An everyday story of GP-folk so far. Many readers will have similar experiences. I carried on with my work, occasionally thinking of him, and awaiting a preliminary report so see if my proffered diagnosis was up to scratch.
The letter returned around 10 days after he was seen.
‘Dear Jobbing Doctor…..thank you…blah blah….unwell…blah blah…’
Jobbing Doctors normal skip past a slavish reiteration of the history, and like to get to the meat of the letter.
‘On examination there was no abdominal mass, and……’
What? I could not believe this. The mass was not faecal (unless it was the biggest and hardest turd in living memory). I was being told by a hospital doctor that the mass did not exist. I knew I was right, and carried on reading the other 80 letters (I get around 80 a day as senior partner). This information rankled.
They decided to do more tests (as they do) and that included an abdominal ultrasound. The next letter described, quite clearly that there was a mass in the abdomen, just where I said it was.
Now, I don’t normally grant myself superhuman powers. This is a mass that any of my partners would have felt. Why was it that the surgical doctor could not detect it?
I have found this experience more and more commonly. In primary care we need to rely on our clinical examinations skills much more often, as we don’t have the luxury of scanning everything in a conveniently close X-Ray department. Our ability to detect things by simple examination skills is being eroded by technology.
When was the last time that you saw anyone using a Pinard (foetal) stethoscope? Would the junior obstetricians of this era be able to assess the size of a pelvis on vaginal examination? How many of the modern day doctors and nurses would be able to listen to a heart carefully enough to hear a pericardial rub, or a quiet murmur? They don’t need to, because they just do an echocardiogram.
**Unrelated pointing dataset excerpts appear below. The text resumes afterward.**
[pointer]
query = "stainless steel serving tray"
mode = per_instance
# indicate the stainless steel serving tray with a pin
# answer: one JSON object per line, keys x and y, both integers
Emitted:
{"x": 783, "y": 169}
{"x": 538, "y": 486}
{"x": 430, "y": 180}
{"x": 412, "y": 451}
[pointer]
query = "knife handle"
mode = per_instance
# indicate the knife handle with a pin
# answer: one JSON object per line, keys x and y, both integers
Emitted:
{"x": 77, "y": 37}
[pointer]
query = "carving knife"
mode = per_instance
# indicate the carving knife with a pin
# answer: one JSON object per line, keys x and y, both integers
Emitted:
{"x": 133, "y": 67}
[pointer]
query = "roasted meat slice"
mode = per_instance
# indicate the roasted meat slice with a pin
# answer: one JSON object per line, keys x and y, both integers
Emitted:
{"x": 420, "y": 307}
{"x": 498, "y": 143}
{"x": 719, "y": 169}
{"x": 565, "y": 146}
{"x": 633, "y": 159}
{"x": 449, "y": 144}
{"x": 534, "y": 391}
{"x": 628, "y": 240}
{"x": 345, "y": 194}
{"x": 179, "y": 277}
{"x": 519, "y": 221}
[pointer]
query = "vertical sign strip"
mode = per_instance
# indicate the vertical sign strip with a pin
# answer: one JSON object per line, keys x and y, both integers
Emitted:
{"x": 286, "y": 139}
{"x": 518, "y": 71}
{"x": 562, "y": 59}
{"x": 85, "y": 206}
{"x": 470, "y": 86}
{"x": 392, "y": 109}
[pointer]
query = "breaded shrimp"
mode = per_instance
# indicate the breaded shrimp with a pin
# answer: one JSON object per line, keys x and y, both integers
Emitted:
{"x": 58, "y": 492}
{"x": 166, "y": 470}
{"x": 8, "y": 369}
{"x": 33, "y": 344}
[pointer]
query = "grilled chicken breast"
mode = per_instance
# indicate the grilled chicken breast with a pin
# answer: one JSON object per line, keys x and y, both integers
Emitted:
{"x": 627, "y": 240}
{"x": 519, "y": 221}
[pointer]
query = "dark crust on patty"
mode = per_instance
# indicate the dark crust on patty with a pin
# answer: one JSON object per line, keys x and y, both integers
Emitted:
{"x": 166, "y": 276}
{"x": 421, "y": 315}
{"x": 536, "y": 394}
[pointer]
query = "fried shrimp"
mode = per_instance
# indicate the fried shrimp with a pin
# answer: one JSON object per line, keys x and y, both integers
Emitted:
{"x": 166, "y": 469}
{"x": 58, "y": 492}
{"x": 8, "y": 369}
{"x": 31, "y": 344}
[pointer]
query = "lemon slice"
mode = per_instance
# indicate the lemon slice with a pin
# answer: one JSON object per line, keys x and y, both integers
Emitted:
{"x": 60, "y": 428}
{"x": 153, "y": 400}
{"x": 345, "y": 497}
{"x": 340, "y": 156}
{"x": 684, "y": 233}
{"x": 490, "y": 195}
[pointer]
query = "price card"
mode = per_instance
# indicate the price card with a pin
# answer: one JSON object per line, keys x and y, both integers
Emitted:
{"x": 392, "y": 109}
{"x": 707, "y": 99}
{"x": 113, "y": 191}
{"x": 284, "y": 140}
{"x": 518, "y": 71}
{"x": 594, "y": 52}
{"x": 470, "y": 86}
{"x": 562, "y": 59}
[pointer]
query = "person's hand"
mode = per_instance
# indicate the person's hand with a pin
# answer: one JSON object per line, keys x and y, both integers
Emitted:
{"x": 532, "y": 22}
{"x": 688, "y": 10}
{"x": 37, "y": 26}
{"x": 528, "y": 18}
Jobbing Doctor teaches medical students. This includes the examination of many of the cranial nerves (well, II – VII inclusive) and the neurological examination of the limbs. I used to think that we weren’t the best people to do this, and hospital doctors might be better, because they do these all the time. I’m beginning to think, however, that we are some of the few remaining clinicians who can make a diagnosis without having to get a test to prove it. Teaching medical students is a good way to keep your examination skills up.
Are we teaching clinical examination as a pointless exercise? Will some of the most wonderful eponymous skills be lost? Lhermitte’s sign. Phalen’s test. Chvostek’s sign. And who could ever forget the amazing sign of Whispering Pectriloquy? These will end up just as scrabble words.
My hospital doctor friend has reminded me that medicine changes. I am regarded as impossibly medieval by my colleagues as I write with a fountain pen, have a half pint bottle of ink on my desk, and have a rocker blotter. I also take blood pressure using my ears, stethoscope and a mercury sphygmomanometer.
I listen to a chest with the intention of assessing what I hear, and not doing it to go through the motions.
The Jobbing Doctor is a general practitioner in a deprived urban area of England.